BMW 123d

Rear-wheel-drive handling could be trump card in this shoot-out

  • Unlike the TT, the 1-Series has room for two adults in the back; with its rear-wheel-drive set-up, the BMW is the more entertaining choice in this test.
  • dashboard isn’t as well laid out or attractive as the TT’s; stiff suspension fidgets over rough surfaces.

The dictionary definition of a coupé is a car “with a fixed roof, two doors and usually a sloping back”. It’s a meaning that could do with updating, because traditional coupés in the style of the TT have to compete with a raft of new opposition.

What separates coupés from lesser models is the fact they look good and should make you feel great. And unfortunately, the 1-Series Coupé doesn’t have the same sense of individuality as its rival in this test. Rather, it aims to score with its sharp driving experience and a wide range of petrol and diesel engines.

From the front it retains the familiar face of all 1-Series models, while in profile the longer body resembles the two-door 3-Series. M Sport trim brings more aggressive bumpers and side skirts, but as an overall package the BMW still looks ungainly from some angles.

The trade-off for this is that the 1-Series Coupé retains much of the practicality of the hatchback. Unlike the TT’s, the rear seats can accommodate adults. And as the two-door BMW is 133mm longer than the hatch at 4,360mm, it offers a 370-litre load area – 40 litres bigger – and still comes with folding rear seats. So even though it has a much narrower boot opening, the 1-Series is the more versatile choice.

What the BMW can’t match is the Audi’s cabin design. The dash doesn’t feel as upmarket as its rival’s, even though the M Sport model gets a thick-rimmed steering wheel, chunky gearlever and metal-effect trim. While the 1-Series has a low-slung driving position, it isn’t especially cosseting, and looks too similar to the rest of the range.

The real highlight of the 123d is its engine. It’s based on the 120d’s 2.0-litre, but has twin turbos, and delivers gutsy performance. The smaller turbo works at low revs, while the bigger one responds higher in the range, so there’s no lag or hesitation anywhere in the powerband.

As a result, the 123d feels far more responsive in-gear than the TT. The 1,495kg BMW is 125kg heavier, which holds it back – it’s only slightly ahead in the benchmark 0-60mph sprint – but the instant acceleration in real-world conditions makes the 1-Series stand out.

It’s just a pity that it doesn’t have a sound to match.
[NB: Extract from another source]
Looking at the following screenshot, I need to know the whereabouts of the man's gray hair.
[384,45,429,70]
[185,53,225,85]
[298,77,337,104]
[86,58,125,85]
While the 123d unit is smooth enough, under acceleration the Audi has a more pleasing note, while at idle the BMW is a bit clattery.

Overall refinement is acceptable, thanks in part to improved run-flat tyre technology. The latest rubber has improved the 1-Series’ low-speed ride, and on the motorway tyre noise is also reduced. Nevertheless, the 123d’s suspension isn’t especially supple, and on rough surfaces the Coupé gets pitched about. It’s simply not as composed as the TT with its magnetic dampers.

Unfortunately, this lack of composure takes away some of your faith in the BMW’s rear-wheel-drive chassis. Although the 123d has the more communicative and weighty steering of the two cars, body movement is a bigger issue, and so it doesn’t inspire as much confidence on the entry to a corner as the Audi.

With an identical price, the BMW seems to represent fine value for money when you consider its greater practicality and more usable performance. But the TT has the advantage when it comes to residuals – although the key for many buyers will be which model is more desirable.


Price: £26,350Model tested: BMW 123d M Sport CoupéChart position: 2WHY: It’s identically priced to the TT, but the BMW has a more powerful twin-turbocharged engine and a roomier interior.


During its time on test, the twin-turbocharged BMW returned 35mpg exactly. We had expected more considering it features stop-start and brake regeneration.


The 123d is set to retain 48.4 per cent of its value after three years and 36,000 miles – a disappointing figure compared to the Audi’s. That means it will be worth £10,303.


Buyers can specify the great-value fixed-price package. Three years’ servicing costs only £415, although full maintenance and five-year deals are available.


Despite featuring BMW’s stop-start technology, the 123d puts out 138g/km of CO2. That’s only 1g/km less than the TT. Both cars face an annual road tax bill of £120.